On Sat, Jul 26, 2003 at 07:55:28PM +0200, Dennis Stampfer wrote:
> I have to log out a user who is logged in via ssh. The information that he
> is not allowed to login comes from the utmp-file like the pid to kill.
if he's not allowed to login, then why not set his shell to /bin/false?
> If he's logged in via telnet, I can do the job by killing that pid. That
> does not work with ssh: For some reason, all what I get out of utmp is the
> pid of the listening sshd which I can't kill if I don't want to disable
> ssh-logins.
that would be because you're killing the wrong sshd PID.

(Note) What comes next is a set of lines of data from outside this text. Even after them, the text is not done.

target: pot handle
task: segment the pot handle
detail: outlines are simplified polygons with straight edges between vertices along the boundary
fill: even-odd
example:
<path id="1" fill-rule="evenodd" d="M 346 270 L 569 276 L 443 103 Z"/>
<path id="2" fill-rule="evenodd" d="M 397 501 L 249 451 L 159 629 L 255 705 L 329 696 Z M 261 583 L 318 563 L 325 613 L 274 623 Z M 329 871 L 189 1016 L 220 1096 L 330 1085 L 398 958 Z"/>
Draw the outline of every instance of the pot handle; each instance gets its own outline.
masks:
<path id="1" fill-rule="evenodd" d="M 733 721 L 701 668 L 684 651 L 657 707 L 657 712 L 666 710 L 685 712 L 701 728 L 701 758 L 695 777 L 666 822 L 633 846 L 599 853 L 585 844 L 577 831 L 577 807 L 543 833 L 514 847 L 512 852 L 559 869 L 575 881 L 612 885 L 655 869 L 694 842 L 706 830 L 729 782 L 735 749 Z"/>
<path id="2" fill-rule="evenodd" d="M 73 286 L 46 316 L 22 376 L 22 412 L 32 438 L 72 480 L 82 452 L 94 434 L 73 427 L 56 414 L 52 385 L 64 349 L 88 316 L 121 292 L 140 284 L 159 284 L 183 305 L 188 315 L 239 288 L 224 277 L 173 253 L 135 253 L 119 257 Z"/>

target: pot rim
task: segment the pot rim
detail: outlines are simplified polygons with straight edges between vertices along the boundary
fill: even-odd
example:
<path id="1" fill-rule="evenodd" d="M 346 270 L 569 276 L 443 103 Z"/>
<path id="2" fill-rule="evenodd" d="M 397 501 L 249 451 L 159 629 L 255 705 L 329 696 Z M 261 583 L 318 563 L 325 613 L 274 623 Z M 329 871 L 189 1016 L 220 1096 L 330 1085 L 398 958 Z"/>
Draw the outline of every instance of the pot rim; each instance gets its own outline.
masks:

> I solved it by adding 2 to that pid to reach the child-ssh, checking if it is
> "sshd" and owned by the user who is to be logged out. If that all is ok, I
> kill that pid.
run ps and grep for the tty that he's logged in on. e.g. if he's on pts/3:
# ps aux | grep "pts/3$"
cas 7002 0.0 0.7 6352 1920 ? S 17:00 0:00 sshd: cas@pts/3
then kill it:
# kill -1 7002
or in one line:
# ps aux | grep "pts/3$" | awk '{print $2}' | xargs kill -1
alternatively, "apt-get install slay" and run "slay USERNAME".